Ainsi s’enchaînèrent les années jusqu’à ce que son aînée s’intéresse d’une autre manière à d’autres garçons et trouve moins amusant de lui en coller une de temps en temps. Sa maturité nouvelle l’incita même à se montrer bienveillante avec lui. N’ayant plus d’arguments pour se plaindre et trépigner, le jeune Maxence en fut d’abord dérouté. Mais il parvint tant bien que mal à grandir. Il entra au collège, au lycée, et enfin à l’université. Son adolescence ne fut pas plus limpide que son enfance, sa vie affective proche du néant, et, comme tant de jeunes oubliant que la culture ou les sciences rendent plus riche que l’argent, il choisit d’étudier l’économie et la gestion. Il fêta bientôt ses dix-huit ans et, pour célébrer sa majorité nouvelle, commença à s’intéresser aux débats à la télévision.

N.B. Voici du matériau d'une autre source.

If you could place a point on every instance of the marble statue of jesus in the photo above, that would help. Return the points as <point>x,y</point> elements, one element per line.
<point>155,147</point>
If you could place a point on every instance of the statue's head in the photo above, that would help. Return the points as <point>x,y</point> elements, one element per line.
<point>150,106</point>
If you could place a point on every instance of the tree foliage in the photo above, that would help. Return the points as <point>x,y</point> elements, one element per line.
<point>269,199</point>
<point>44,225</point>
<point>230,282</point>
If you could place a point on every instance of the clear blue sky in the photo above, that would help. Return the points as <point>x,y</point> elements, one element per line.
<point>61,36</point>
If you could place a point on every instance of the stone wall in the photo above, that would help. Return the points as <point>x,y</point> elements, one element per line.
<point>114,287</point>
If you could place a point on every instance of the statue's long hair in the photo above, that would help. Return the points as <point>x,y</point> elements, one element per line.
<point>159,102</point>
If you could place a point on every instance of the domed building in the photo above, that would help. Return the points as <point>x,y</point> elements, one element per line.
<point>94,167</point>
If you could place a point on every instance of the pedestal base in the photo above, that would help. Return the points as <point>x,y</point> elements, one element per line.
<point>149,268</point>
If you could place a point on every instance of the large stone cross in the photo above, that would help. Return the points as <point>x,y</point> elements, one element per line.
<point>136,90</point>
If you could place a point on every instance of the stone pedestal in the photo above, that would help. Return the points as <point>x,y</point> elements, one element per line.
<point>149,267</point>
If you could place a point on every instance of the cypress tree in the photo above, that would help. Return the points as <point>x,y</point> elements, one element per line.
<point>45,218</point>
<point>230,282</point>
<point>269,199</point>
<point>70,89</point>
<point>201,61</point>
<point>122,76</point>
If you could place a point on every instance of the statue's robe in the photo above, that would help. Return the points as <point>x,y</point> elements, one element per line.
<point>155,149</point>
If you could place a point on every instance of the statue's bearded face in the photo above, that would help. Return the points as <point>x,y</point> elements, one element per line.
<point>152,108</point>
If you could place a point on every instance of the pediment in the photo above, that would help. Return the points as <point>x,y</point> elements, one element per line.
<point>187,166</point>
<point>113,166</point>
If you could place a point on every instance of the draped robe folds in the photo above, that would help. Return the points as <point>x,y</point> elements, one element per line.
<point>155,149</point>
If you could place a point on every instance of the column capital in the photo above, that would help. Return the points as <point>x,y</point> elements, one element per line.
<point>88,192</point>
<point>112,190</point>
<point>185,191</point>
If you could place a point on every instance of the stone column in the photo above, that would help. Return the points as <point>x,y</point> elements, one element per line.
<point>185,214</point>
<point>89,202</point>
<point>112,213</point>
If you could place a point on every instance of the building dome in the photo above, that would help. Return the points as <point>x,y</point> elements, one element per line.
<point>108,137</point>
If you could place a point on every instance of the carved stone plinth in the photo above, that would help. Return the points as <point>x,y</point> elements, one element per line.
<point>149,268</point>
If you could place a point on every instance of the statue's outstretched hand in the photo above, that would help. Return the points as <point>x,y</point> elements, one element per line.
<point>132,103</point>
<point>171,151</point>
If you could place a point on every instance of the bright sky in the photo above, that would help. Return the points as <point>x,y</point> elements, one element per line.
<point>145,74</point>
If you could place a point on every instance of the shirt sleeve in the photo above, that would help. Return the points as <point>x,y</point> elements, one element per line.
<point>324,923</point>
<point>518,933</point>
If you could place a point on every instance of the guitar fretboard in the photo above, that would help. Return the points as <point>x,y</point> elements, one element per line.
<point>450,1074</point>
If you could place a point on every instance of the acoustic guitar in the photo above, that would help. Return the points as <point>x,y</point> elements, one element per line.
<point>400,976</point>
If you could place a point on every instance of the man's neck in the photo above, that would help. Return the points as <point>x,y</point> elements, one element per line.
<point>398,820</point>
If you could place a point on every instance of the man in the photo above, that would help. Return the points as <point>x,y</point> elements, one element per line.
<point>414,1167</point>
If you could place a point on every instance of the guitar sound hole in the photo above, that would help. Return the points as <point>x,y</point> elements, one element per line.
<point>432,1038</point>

Ce fut une révélation. Fasciné, il ne se lassa plus d’écouter tous ces leaders politiques s’affrontant en joutes oratoires, expliquant aux téléspectateurs comment marche le monde, démontrant qu’ils l’avaient mieux compris que les autres, affirmant avec aisance et sans hésitation qu’avec eux tout irait bien, et exposant leurs recettes pour sortir la grande France, la chère patrie des Français, de la déplorable crise mondiale provoquée par ceux qui ne pensent pas comme eux. Pris au jeu, il décida qu’il se présenterait au concours d’entrée à l’ENA. Cette fois, Marianne et Richard furent enthousiasmés. Leurs efforts étaient enfin récompensés ! Leur fils suivait le bon chemin ! Celui des meilleurs des meilleurs ! La vie est si difficile ! Il aurait pu s’égarer ! Comme Mirko Kolakowsky par exemple, dont on venait d’apprendre par de vieilles connaissances qu’il étudiait la littérature. Quoi de plus inutile ? Les choses entraient enfin dans l’ordre. Si tout allait bien, Maxence Pichot, à défaut d’avoir été premier de la classe, deviendrait un dirigeant !
Ils avaient oublié que leur prodige appartenait au sous-groupe des moins bons du groupe des bons, et à la catégorie de ceux que ça dérange. Le rejeton se présenta au concours plusieurs années de suite, s’appliqua, s’énerva et s’obstina, mais ne parvint pas à être sélectionné. Il trépigna à chaque fois, raconta toutes sortes de laideurs sur la manière dont les épreuves étaient organisées et goûta encore l’amertume de l’existence. Il n’eut d’autre choix que de continuer ses études de gestion. Il commença également le droit et termina finalement l’université avec en poche un DEA. Ce n’était pas si mal, tant s'en faut, mais il n’y gagna que le doute de ses parents, l’indifférence de sa sœur pour qui les discothèques et les bars parisiens n’avaient plus de secrets, et la colère de ne pas appartenir à la caste supérieure des énarques, ceux qui sont meilleurs que lui, mais quand même pas autant que Mirko Kolakowsky.